Science and technology provide many societal benefits, such as the enhancement of economic growth or quality of life. They also can produce negative, unintended consequences. Most societies promote science and technology, but this can be costly. Establishment of IPRs that protect new works and give innovators the right to profit from their creations provides incentives for expensive innovation without the need for direct government subsidies (Poisoner 2004). At the same time, IPRs may maintain or aggravate wealth inequities.
Rights have little meaning unless they can be enforced and modern technology has made IPRs enforcement increasingly difficult. Photocopiers make it possible for anyone with access to a machine to reproduce works entitled to copyright protection and the Internet allows anyone to make literary or musical works available to the world.
Science and technology challenge intellectual property systems, particularly patent laws. New fields such as information technology and genetic engineering force courts to decide how to apply laws made before such technologies were contemplated. As knowledge itself becomes more valuable, people and institutions seek additional protection for control of the knowledge and its profits. At the same time, society has an increasing need for access to some kinds of knowledge and protection from the use of others.

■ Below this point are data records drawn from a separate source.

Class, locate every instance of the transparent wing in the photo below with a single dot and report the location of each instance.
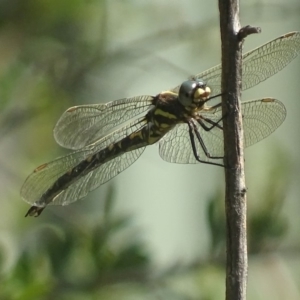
(82, 125)
(45, 176)
(258, 64)
(260, 118)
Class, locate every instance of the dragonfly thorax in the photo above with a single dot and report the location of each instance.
(193, 92)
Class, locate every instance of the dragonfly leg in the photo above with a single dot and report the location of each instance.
(214, 124)
(192, 130)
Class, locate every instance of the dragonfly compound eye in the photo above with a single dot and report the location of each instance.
(192, 92)
(186, 92)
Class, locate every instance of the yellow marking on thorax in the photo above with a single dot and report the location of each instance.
(160, 112)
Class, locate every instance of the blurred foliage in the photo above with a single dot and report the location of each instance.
(266, 226)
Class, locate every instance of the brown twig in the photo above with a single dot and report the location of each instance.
(235, 195)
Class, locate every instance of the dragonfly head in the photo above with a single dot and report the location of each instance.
(193, 93)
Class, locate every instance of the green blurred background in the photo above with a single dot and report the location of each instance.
(157, 230)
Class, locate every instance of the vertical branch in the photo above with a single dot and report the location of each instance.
(235, 195)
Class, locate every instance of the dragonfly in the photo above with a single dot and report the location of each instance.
(108, 138)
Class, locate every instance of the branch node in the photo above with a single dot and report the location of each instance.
(247, 30)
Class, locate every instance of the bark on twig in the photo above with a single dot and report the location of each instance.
(235, 195)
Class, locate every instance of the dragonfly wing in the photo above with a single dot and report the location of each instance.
(258, 64)
(46, 175)
(260, 118)
(82, 125)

Abstract ideas cannot be patented but their applications can qualify for patent protection. For example, "Einstein could not patent his celebrated law that E MC2; nor could Newton have patented the law of gravity. Such discoveries are 'manifestations of Nature, free to all men and reserved exclusively to none."' (Diamond v. Chakrabarty, p. 309, quoting Funk Brothers Seed Co. v. Kalo Inoculate Co., 333 U.S. 127, 130, 1948). General ideas remain in the public domain but their applications may be privatized through the patenting process.
Biotechnology, perhaps more than any other field, has challenged courts and lawmakers to reconsider intellectual property laws. In 1972 Ananda Chakrabarty, a microbiologist, sought a U.S. patent for a genetically engineered bacterium. The U.S. Patent Office denied the application because bacteria are products of nature, and living things cannot be patented under U.S. law. The case was appealed and eventually reached the U.S. Supreme Court. The Court restated the principle that natural phenomena cannot be patented, but found that Chakrabarty's bacterium was "a product of human ingenuity," and therefore was patentable under U.S. law.
So many biotechnology patents have been issued for such small innovations that some fear the creation of a tragedy of the anti-commons in which new innovations involve so many existing patents that innovation is discouraged. At least one study has found the anti-commons is not yet a significant deterrent to innovation, but that the situation should be monitored.
IPRs can be attached to writings or products regarded as dangerous or immoral, and IPRs tend to legitimize such works by implying social approval. Societies must decide whether to provide protection for harmful or otherwise objectionable work. New technologies, particularly those that create or replicate life, often trigger debate over whether the work should be done at all, much less be protected by law. IPRs also establish ownership of particular innovations, which may help to determine liability if a product causes harm. This raises questions of whether innovators should be held responsible for their products, particularly when the products are used in unintended ways.
Public funding for science and technology further complicate intellectual property issues. Who should benefit from works developed under public funding, the creator or the public? What balance of public/private benefits best serves societal goals?
Academics build their reputations by producing intellectual works. They seek recognition for their accomplishments, control over any economic benefits, and protection against plagiarism. IPRs promote release of information to the public by assuring the author of protection for the work, even after it is made public. IPRs protect authors from possible appropriation of ideas by others, including peer reviewers, before the work has actually been published.
Ownership can be a major IPRs issue. Who owns the product of collaborative work? At what point does a contribution by a supervisor, graduate student, or coworker deserve coauthorship? When the creator works for a corporation or a university, does ownership lie with the creator or the institution? What about funding agencies? In many cases, ownership or authorship is established by disciplinary customs or by agreements among the parties (Kennedy 1997).
Plagiarism is professionally unacceptable and sometimes illegal, but timing is critical to determining whether plagiarism has occurred. According to Donald Kennedy, "To take someone else's idea and use it before it has been placed in the public domain is a form of theft ... [t]o make further use of someone else's idea after it has been published is scholarship" (1997, p. 212). Of course attribution is critical even, or especially, in scholarship, whether or not a work is protected.